Kein Visum wegen pro-palästinensischer Aussagen?
Denn jederzeit könne das Visum unter teils fadenscheinigen Ausreden entzogen werden. Grund für die Verhaftung von Rumeysa dürfte etwa ein pro-palästinensischer Meinungsartikel in der Universitätszeitschrift gewesen sein.
Über diese Problematik rede André daher "gar nicht", im Nachhinein sei er auch froh, weder auf Pro-Israel noch Pro-Palästina-Proteste gegangen zu sein. Er wisse von Studierenden, die dadurch nun Probleme hätten und sich Sorgen um ihre Visa machen würden, da die Trump-Regierung pro-palästinensische Aussagen als Grund für Visa-Reviews geltend macht.
Es gelte ständig die Frage zu klären, "wie weit gehe ich, um politischen Widerstand zu leisten", bekräftigte Dirmayer.
Kein Einblick in Visum-Status
Die Willkür der ICE-Agent:innen ist dabei nur ein Problem. Erschwerend kommt für internationale Studierende hinzu, dass sie selbst keinen Einblick in ihren Visum-Status haben.
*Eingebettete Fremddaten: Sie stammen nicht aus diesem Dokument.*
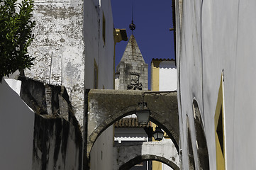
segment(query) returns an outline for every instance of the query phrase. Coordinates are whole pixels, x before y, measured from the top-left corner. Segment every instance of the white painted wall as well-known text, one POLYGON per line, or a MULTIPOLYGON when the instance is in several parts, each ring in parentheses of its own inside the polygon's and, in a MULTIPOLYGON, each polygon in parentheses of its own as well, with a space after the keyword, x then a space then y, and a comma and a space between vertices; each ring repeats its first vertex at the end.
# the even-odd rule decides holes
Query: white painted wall
MULTIPOLYGON (((99 68, 98 89, 113 89, 114 41, 111 1, 89 0, 84 3, 84 11, 89 11, 89 15, 84 15, 87 22, 84 23, 86 40, 85 86, 87 89, 94 87, 95 60, 99 68), (99 4, 100 8, 95 8, 95 4, 99 4), (106 19, 105 43, 102 37, 103 13, 106 19), (96 28, 98 28, 99 31, 96 28)), ((90 155, 91 170, 113 170, 113 125, 110 126, 96 140, 90 155)))
MULTIPOLYGON (((13 81, 13 89, 20 89, 19 81, 13 81)), ((1 169, 32 169, 34 113, 4 79, 0 101, 1 169)))
MULTIPOLYGON (((176 2, 177 57, 178 75, 180 74, 181 76, 178 80, 178 101, 183 169, 188 167, 186 115, 188 114, 192 125, 194 98, 197 100, 202 114, 210 169, 216 169, 214 114, 221 71, 224 69, 226 169, 254 169, 256 1, 177 0, 176 2)), ((194 149, 196 145, 193 125, 191 129, 194 149)), ((196 155, 195 153, 196 162, 196 155)))
POLYGON ((35 61, 30 70, 25 70, 25 75, 64 85, 82 128, 87 45, 83 39, 83 23, 87 21, 83 18, 84 2, 35 0, 34 5, 35 39, 28 51, 35 61))
POLYGON ((159 69, 159 91, 177 90, 177 69, 173 61, 162 61, 159 69))
POLYGON ((110 126, 96 140, 91 151, 91 170, 113 169, 113 128, 110 126))

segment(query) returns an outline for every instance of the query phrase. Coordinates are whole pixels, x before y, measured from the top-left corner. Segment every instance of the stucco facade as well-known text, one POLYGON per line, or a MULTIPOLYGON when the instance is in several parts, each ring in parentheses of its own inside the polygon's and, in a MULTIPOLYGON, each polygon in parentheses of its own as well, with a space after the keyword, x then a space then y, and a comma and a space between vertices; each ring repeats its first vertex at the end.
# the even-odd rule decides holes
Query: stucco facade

Nur die Institutionen, die Visa vergeben, können Einsicht nehmen. Und eben ICE.
"Du könntest in der Lage sein, dass du nicht einmal weißt, dass dein Visum-Status aufgehoben wurde, die aber kommen und dich holen", fasst André nüchtern zusammen.
"Die Leute haben Angst", benennt Dirmayer die Situation klar. Es gebe etwa Nachrichtengruppen, die vor "ICE-Sightings" warnen würden. "Da tauscht man sich darüber aus, wo die gesichtet worden sind." Allerdings nicht auf WhatsApp, das sei mittlerweile "zu unsicher".
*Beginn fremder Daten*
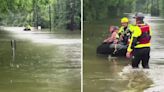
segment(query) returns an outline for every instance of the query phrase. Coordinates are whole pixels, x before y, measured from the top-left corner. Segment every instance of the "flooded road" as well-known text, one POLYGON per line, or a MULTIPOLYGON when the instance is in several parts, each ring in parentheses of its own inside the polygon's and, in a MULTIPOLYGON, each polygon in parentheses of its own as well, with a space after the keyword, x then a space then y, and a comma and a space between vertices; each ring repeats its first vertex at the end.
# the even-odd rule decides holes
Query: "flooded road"
POLYGON ((84 23, 84 92, 164 92, 164 19, 146 17, 145 21, 153 31, 148 70, 132 69, 124 57, 96 55, 109 25, 120 25, 119 19, 84 23))
POLYGON ((0 92, 80 92, 80 39, 71 32, 1 30, 0 92), (16 40, 14 60, 11 39, 16 40))

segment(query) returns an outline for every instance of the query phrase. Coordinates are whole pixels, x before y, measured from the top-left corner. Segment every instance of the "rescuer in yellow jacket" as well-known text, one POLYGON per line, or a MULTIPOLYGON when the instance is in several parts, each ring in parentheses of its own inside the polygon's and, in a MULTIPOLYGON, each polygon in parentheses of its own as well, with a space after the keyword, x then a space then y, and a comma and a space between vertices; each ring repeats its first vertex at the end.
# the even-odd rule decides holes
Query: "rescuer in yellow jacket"
POLYGON ((129 19, 127 17, 123 17, 121 19, 121 27, 118 31, 119 40, 124 44, 128 45, 129 40, 131 38, 131 34, 133 32, 133 25, 129 24, 129 19))
POLYGON ((149 68, 150 40, 152 32, 150 26, 144 23, 144 15, 142 13, 137 13, 135 19, 136 26, 133 28, 134 31, 130 39, 126 56, 130 58, 131 53, 133 54, 133 68, 138 68, 140 61, 142 61, 143 68, 149 68))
Die Universitäten selbst schlagen ebenfalls Alarm, erzählt André: "Uns wird explizit gesagt, dass wir niemanden irgendwo reinlassen dürfen, wo es 'private access' gibt."
"Viel Unsicherheit und Unwohlsein"
Zudem warne die Uni davor, keine Datenträger auf internationale Flüge mitzunehmen, "wenn möglich nicht einmal das persönliche Handy".
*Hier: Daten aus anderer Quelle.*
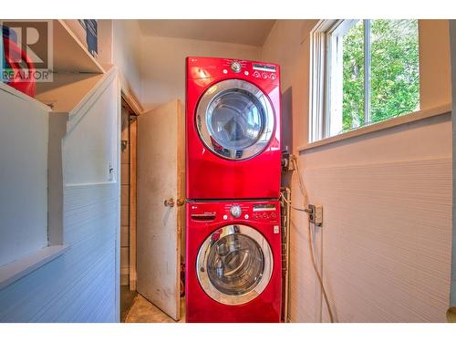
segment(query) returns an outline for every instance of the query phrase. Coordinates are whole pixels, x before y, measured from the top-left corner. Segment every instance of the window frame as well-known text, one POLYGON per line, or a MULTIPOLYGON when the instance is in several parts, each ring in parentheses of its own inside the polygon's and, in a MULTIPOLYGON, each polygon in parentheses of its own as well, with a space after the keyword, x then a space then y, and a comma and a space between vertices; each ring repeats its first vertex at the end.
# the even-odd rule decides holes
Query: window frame
MULTIPOLYGON (((318 23, 310 31, 310 108, 308 143, 313 144, 318 142, 319 140, 334 138, 340 136, 341 134, 358 130, 362 128, 371 126, 372 124, 383 122, 371 122, 370 120, 370 36, 371 19, 323 19, 318 21, 318 23), (335 38, 343 38, 344 35, 360 20, 363 21, 364 25, 364 124, 357 128, 353 128, 352 130, 343 131, 341 128, 335 128, 334 125, 331 127, 331 119, 334 117, 340 117, 341 119, 343 115, 341 107, 339 107, 340 113, 335 113, 332 108, 332 104, 337 101, 340 102, 343 96, 343 88, 340 88, 340 87, 338 87, 338 89, 336 91, 334 90, 336 85, 340 85, 340 83, 334 82, 333 79, 336 74, 333 72, 335 66, 338 67, 342 67, 340 64, 341 58, 338 58, 340 60, 337 60, 337 58, 342 54, 333 54, 332 52, 335 48, 335 38), (335 57, 334 55, 337 56, 335 57), (331 62, 328 62, 329 58, 331 58, 331 62), (337 96, 340 98, 338 98, 337 96)), ((342 47, 342 45, 339 47, 342 47)), ((421 67, 420 66, 420 68, 421 67)), ((420 90, 420 109, 418 111, 420 111, 421 109, 420 102, 421 90, 420 90)), ((407 115, 407 113, 404 113, 403 115, 407 115)), ((394 119, 395 118, 389 118, 384 121, 389 121, 394 119)))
Die Ein- und Ausreise selbst kann für internationale Studierende ebenfalls zur Hürde werden. Es gebe eine Notfallhotline, falls man an der Grenze feststecke.
Viele Studierende vermeiden diese Möglichkeit aber ganz: "Ich bin nicht ausgereist, aber auch mit dem Gedanken, dass ich mir diese Unsicherheit nicht antun möchte", so Dirmayer.
Rechtliche Unterstützung
Es bleibt nicht bei simplen Warnungen der Universitäten. Das MIT und Harvard bieten auch rechtliche Unterstützung an, so können etwa Pro-bono-Anwält:innen angerufen werden, wenn Studierende rechtliche Fragen haben.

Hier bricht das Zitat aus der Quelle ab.